Cette expérience, à nous transmise par Julien Gracq, tend à sceller la convergence qui rapproche les membres du Groupe Recherche Art Contemporain.
Contemporain parce que leur démarche s’inscrit délibérément dans le temps présent. Recherche car leur pratique a pour ambition de donner quelques signes dans les cheminements hasardeux du quotidien …
Tracer pour exister. Effacer pour voir. Recouvrir pour dévoiler. Assembler pour déstructurer. Interpeller le hasard au détour des certitudes. Proposer le rêve pour mieux approcher la réalité. Coder les innombrables présents pour installer les lendemains.

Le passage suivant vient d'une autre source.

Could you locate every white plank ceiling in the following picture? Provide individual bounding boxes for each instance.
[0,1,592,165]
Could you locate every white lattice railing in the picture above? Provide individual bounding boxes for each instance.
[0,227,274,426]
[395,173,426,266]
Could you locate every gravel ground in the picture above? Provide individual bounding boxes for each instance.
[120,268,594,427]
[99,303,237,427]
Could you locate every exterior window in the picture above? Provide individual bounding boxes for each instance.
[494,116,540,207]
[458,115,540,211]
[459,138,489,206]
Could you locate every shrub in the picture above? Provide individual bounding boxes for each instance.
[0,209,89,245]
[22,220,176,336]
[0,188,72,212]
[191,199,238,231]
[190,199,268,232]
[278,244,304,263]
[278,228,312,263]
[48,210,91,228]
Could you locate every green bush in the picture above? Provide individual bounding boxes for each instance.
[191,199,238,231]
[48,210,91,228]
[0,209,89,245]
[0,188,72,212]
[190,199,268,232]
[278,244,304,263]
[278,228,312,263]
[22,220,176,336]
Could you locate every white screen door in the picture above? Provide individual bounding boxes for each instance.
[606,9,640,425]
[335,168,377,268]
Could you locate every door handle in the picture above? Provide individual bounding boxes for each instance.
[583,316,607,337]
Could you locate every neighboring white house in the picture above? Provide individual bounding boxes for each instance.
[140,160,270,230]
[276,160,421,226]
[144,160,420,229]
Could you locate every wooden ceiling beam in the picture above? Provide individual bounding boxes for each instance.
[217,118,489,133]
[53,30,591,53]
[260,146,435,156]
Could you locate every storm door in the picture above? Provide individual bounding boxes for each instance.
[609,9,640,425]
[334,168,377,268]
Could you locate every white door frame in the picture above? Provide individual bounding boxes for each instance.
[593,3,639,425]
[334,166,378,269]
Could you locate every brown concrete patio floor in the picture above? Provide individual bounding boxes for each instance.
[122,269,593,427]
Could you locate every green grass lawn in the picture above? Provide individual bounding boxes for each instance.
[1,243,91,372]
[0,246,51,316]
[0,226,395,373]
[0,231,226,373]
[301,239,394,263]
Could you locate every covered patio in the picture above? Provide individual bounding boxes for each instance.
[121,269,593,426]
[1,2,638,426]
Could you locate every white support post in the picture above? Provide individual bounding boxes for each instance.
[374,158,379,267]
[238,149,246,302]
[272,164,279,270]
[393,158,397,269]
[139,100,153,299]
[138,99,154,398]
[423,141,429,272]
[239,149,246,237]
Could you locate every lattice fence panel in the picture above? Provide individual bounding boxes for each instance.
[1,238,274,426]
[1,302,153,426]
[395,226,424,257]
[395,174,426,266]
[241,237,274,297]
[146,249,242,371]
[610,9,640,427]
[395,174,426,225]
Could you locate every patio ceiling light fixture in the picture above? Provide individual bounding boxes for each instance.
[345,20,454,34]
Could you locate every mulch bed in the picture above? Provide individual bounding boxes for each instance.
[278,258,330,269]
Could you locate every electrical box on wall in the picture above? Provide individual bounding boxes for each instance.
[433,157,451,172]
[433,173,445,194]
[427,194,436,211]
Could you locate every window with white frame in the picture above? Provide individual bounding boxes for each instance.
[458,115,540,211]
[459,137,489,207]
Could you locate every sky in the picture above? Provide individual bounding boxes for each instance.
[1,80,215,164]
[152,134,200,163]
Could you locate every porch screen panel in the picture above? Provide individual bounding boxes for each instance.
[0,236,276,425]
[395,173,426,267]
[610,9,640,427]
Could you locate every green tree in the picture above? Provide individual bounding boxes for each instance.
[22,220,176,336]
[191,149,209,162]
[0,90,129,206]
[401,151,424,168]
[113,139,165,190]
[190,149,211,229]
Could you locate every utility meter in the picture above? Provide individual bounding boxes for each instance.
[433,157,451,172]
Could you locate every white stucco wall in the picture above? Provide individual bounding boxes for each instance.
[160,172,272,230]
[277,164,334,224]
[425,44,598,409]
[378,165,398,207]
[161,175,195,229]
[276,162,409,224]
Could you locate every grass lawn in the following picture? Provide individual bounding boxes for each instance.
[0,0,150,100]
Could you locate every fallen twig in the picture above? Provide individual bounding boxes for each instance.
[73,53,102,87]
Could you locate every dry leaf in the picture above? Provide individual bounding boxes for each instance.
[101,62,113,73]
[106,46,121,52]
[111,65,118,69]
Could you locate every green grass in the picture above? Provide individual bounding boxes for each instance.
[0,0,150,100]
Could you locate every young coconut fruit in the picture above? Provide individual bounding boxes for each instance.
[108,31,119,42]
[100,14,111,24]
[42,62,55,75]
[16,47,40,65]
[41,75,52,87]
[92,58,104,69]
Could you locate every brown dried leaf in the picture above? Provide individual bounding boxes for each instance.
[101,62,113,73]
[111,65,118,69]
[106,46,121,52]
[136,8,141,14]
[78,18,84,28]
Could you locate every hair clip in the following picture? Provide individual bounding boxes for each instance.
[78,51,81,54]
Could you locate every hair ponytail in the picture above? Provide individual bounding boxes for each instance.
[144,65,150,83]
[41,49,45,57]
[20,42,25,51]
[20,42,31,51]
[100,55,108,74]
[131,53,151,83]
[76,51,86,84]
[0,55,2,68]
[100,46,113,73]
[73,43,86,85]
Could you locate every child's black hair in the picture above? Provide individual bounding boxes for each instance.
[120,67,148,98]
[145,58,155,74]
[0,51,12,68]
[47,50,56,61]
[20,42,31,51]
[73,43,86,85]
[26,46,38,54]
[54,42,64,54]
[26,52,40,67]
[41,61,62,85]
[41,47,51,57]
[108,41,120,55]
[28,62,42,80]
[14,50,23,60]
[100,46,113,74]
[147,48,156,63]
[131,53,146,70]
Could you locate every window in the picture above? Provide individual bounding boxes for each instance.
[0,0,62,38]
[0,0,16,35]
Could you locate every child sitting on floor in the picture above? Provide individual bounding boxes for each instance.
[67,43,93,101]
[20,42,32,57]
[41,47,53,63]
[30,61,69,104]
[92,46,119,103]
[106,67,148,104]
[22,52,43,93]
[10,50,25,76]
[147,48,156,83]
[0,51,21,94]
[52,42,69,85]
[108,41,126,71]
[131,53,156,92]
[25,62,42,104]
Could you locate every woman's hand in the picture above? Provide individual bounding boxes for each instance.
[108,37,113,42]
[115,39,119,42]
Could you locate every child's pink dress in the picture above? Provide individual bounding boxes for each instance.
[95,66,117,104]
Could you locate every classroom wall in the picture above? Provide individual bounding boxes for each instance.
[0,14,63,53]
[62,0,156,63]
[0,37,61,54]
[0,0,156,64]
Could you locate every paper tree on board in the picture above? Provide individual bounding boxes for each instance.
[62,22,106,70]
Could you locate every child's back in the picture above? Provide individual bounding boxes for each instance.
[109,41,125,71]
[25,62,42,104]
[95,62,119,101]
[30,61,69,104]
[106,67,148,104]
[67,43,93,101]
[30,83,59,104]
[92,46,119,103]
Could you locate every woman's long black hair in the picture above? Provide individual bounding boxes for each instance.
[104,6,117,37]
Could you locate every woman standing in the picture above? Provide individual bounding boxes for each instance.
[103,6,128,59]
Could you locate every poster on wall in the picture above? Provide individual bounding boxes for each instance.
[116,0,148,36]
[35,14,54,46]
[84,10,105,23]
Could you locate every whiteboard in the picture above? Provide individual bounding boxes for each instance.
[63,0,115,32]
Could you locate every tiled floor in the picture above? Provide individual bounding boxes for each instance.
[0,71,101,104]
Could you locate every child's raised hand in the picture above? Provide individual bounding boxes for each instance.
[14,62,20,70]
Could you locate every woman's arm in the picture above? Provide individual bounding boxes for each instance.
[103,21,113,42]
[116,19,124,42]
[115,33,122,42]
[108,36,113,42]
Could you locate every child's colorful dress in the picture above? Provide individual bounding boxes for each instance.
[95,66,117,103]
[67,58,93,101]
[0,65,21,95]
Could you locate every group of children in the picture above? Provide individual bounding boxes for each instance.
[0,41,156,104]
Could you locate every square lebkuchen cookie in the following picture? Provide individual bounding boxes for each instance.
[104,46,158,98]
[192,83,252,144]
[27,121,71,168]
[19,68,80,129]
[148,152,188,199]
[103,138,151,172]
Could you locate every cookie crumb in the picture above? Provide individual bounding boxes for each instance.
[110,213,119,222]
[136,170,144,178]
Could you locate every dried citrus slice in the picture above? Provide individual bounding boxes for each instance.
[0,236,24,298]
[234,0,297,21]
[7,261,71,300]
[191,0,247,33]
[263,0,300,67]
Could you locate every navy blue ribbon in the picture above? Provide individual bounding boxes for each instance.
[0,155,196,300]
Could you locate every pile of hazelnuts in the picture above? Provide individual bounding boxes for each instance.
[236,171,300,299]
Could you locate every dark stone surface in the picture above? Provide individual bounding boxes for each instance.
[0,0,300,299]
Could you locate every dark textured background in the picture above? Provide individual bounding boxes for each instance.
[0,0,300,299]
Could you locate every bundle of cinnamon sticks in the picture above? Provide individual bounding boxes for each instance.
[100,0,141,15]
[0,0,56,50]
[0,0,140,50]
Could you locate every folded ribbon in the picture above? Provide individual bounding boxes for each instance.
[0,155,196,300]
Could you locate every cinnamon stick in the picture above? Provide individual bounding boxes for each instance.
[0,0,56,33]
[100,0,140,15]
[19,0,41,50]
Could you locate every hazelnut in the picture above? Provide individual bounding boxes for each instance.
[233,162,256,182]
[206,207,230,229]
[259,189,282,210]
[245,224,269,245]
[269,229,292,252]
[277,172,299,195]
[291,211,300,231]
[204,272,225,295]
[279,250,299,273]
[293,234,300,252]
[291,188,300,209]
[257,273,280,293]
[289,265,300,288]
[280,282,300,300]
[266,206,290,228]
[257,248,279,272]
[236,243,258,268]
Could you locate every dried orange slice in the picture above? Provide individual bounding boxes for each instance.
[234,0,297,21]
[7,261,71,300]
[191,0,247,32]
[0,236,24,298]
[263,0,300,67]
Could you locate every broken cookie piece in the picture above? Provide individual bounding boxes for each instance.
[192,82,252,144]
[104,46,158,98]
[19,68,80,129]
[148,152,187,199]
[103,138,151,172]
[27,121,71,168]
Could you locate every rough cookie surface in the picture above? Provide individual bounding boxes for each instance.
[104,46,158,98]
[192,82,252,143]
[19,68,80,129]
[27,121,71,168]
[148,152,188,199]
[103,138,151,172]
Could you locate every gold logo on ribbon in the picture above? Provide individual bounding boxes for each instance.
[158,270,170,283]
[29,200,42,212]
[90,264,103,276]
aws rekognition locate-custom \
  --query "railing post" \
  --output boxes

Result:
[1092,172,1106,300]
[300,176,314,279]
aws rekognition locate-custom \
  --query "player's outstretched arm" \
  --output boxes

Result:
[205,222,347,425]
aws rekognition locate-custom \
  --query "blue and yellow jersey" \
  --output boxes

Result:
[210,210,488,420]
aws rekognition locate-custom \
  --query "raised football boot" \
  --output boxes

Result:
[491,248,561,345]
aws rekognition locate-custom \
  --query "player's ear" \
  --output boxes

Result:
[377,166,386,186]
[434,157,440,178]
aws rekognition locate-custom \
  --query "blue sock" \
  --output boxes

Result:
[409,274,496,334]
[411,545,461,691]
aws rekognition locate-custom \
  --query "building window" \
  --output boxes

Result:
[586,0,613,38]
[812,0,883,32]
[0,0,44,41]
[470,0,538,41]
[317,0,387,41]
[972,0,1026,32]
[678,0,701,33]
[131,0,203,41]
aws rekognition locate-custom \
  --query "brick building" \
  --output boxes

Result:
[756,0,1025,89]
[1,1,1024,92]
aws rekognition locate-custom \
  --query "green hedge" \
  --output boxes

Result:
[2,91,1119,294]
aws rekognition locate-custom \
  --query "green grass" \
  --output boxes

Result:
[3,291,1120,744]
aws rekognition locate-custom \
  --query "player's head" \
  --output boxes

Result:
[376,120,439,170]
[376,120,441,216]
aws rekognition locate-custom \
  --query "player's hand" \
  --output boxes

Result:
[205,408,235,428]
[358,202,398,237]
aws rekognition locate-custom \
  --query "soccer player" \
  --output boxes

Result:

Ainsi chacun existe-t-il avec ses trajectoires, ses contradictions, ses constantes remises en question, ses éblouissements. Ainsi chacun livre-t-il aux regards ces musiques méditatives ou véhémentes, secrètes ou triomphantes…exigeantes sans aucun doute, tels les mots longuement ciselés, échoués pour d’autres devenirs, sur le Rivage des Syrtes.
A suivre…
A nous de poursuivre, avec humilité, les chemins esquissés par l’homme et l’écrivain,
à nous de nous modeler sur son intégrité, à nous aussi, avec les moyens qui ne sont que les nôtres, d’entretenir ce dialogue au-delà du temps.